Bei der Buchmesse zeigte man sich konsterniert über Dais Versuch, doch noch in Frankfurt zu erscheinen. „Dann stürzt die ganze Veranstaltung garantiert in sich zusammen“, sagt Organisator Peter Ripken. „Wir wollten eine echte Debatte, aber ohne die chinesischen Teilnehmer würde die Konferenz zu einem Tribunal werden.“ Noch am Mittwoch sei er davon ausgegangen, dass Dai damit einverstanden sei, erst im Oktober nach Frankfurt zu kommen und dort bei einer Veranstaltung zu sprechen, die nicht unter dem Schirm des Gastlandauftritts stattfindet. Das chinesische Vorbereitungskomitee der Buchmesse stand am Donnerstag erneut nicht zu einer Stellungnahme zur Verfügung.

„Ich will in Frankfurt im Publikum sitzen und die offiziellen Vertreter fragen, warum es in der Volksrepublik nach 60 Jahren noch kein Presse- und Veröffentlichungsgesetz gibt“, sagte Dai. Aus den Redestichpunkten für ihren ursprünglich geplanten Auftritt, die dieser Zeitung vorliegen, geht hervor, dass Dai in Frankfurt den Mangel an Meinungsfreiheit anprangern wollte.

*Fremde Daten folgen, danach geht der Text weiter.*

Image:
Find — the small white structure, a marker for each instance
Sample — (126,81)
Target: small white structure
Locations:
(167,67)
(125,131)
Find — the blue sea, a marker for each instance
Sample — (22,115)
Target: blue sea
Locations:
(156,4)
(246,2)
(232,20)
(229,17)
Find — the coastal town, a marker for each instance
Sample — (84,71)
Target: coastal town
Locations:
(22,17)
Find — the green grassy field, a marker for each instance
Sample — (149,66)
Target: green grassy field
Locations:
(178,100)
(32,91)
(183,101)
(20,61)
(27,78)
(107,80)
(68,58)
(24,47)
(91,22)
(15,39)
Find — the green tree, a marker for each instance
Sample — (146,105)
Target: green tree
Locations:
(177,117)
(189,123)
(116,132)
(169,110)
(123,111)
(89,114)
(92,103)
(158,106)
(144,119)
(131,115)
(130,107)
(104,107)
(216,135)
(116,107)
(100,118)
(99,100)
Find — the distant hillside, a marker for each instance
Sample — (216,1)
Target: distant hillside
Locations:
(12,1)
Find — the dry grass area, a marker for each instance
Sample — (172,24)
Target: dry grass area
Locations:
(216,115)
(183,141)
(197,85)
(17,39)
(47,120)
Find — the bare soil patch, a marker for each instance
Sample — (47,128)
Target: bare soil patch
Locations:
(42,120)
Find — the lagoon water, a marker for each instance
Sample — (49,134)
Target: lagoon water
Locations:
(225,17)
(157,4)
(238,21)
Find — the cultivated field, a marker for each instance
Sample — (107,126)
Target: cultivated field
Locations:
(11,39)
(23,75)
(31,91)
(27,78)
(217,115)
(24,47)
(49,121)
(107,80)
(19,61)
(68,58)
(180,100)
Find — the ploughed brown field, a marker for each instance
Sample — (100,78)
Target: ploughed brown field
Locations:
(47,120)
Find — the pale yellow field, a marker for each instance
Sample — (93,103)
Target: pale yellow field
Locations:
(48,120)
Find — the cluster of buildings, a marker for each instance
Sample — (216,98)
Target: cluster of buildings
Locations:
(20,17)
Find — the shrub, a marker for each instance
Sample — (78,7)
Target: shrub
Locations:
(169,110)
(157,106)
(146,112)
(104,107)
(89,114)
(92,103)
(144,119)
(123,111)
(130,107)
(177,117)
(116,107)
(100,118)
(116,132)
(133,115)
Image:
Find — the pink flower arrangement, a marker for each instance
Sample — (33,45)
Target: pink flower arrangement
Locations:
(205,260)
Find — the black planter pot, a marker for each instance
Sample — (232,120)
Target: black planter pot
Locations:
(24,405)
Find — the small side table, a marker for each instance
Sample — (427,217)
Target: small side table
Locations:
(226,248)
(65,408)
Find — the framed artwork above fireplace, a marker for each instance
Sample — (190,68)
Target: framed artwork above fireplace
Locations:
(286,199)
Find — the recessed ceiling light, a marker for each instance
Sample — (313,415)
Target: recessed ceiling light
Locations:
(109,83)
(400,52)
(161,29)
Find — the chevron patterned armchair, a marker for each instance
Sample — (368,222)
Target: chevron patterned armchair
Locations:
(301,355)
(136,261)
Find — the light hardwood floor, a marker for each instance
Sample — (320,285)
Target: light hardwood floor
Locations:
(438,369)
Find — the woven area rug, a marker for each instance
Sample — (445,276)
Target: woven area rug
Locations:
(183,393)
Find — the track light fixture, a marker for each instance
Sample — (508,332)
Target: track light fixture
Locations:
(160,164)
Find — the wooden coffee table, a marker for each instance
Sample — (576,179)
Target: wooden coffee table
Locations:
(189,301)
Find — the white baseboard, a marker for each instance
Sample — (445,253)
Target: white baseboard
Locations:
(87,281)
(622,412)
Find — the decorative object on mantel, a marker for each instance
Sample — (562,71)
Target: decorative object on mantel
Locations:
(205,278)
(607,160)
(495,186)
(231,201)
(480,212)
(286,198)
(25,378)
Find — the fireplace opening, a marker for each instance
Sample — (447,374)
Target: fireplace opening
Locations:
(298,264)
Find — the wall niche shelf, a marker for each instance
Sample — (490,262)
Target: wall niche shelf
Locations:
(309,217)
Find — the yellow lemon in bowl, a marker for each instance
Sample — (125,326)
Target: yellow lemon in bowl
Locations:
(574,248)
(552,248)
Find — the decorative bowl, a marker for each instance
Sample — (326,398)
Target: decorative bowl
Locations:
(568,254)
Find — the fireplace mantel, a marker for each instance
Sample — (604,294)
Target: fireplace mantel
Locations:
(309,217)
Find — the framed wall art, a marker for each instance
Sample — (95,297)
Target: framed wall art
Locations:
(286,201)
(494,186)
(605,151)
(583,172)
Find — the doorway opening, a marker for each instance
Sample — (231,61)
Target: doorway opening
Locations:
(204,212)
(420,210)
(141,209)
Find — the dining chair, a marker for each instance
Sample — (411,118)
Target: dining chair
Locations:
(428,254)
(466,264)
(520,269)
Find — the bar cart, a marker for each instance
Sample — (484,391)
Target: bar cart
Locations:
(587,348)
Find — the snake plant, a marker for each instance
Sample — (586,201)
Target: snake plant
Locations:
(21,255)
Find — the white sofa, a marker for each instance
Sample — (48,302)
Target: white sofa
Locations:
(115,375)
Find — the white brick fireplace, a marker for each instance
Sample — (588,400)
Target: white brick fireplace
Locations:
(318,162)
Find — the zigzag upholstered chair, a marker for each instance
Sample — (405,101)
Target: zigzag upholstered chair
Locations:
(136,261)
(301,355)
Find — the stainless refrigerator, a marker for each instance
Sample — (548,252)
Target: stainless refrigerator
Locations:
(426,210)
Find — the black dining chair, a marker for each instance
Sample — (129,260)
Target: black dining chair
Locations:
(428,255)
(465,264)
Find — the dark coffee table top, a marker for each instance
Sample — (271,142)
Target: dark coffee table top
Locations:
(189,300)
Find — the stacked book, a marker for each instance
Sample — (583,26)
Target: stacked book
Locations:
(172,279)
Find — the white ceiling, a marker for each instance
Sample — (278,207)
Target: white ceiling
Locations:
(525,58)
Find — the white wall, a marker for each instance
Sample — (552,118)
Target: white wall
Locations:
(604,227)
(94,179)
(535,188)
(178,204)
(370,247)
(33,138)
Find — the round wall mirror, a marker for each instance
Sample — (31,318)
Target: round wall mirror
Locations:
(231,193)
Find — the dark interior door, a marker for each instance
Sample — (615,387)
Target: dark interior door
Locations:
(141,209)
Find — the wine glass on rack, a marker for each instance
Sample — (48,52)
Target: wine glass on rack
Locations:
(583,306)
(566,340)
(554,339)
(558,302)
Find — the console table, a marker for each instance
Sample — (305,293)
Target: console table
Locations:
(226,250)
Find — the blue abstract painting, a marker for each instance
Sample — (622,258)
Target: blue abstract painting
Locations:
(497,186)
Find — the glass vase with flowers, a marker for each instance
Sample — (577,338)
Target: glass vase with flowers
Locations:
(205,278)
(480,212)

Unter anderem wirft sie der Regierung vor, dass trotz scheinbar funktionierender Marktmechanismen und formal garantierter Presse- und Meinungsfreiheit noch immer der Propagandaapparat die Medien beherrsche. „In Frankfurt werden die offiziellen Vertreter sagen, dass China ein freies Land ist“, so Dai. „Aber solange ich und viele andere Schriftsteller daran gehindert werden, ihre Meinung zu sagen, kann von Freiheit keine Rede sein.“ Chinas Gastlandauftritt bei der Buchmesse, mit dem die Volksrepublik sich als offenes und freies Land präsentieren will, stehe sie kritisch gegenüber. „Was kann diese angebliche Kultur-Olympiade für die chinesischen Leser oder die Reform des Presse- und Verlagsgesetzes bringen?“ so Dai. „Für die gewöhnlichen Chinesen bringt das genauso wenig Verbesserungen wie Olympia 2008.“ Unter anderem wollte sie auf die Fälle der inhaftierten Regimekritiker Tan Zuoren, Liu Xiaobo und Hu Jia hinweisen. Dai hatte Anfang der Neunziger selbst zehn Monate im Gefängnis verbracht, weil sie 1989 als Ideengeberin für die Demonstranten auf dem Platz des Himmlischen galt.

Neben der offiziell ausgeladenen, aber nun wohl doch anwesenden Dai hat die Konferenz am Donnertag einen weiteren prominenten Sprecher verloren. Der Pekinger Kulturwissenschaftler Wang Hui, der am Samstag den Hauptvortrag unter dem Titel „Die Krise der Modernität in Osten und Westen“ halten sollte, erklärte am Donnerstag, er werde nicht nach Frankfurt reisen. Sein Visumsantrag sei von der deutschen Botschaft aus formalen Gründen abgelehnt worden. Da die Frankfurter Buchmesse ihm die Einladungsunterlagen erst Ende August zugesandt habe, bestehe keine Zeit für einen neuen Antrag. „Ich wäre gerne in Frankfurt dabei gewesen, aber aus organisatorischen Gründen wird das nicht klappen“, sagte Wang dieser Zeitung. Bei GAPP wird man über seinen Rückzug nicht traurig sein: Wang gilt als Vordenker der „Neuen Linken“ gilt und scharf mit der Herrschaft der heutigen Regierung ins Gericht geht.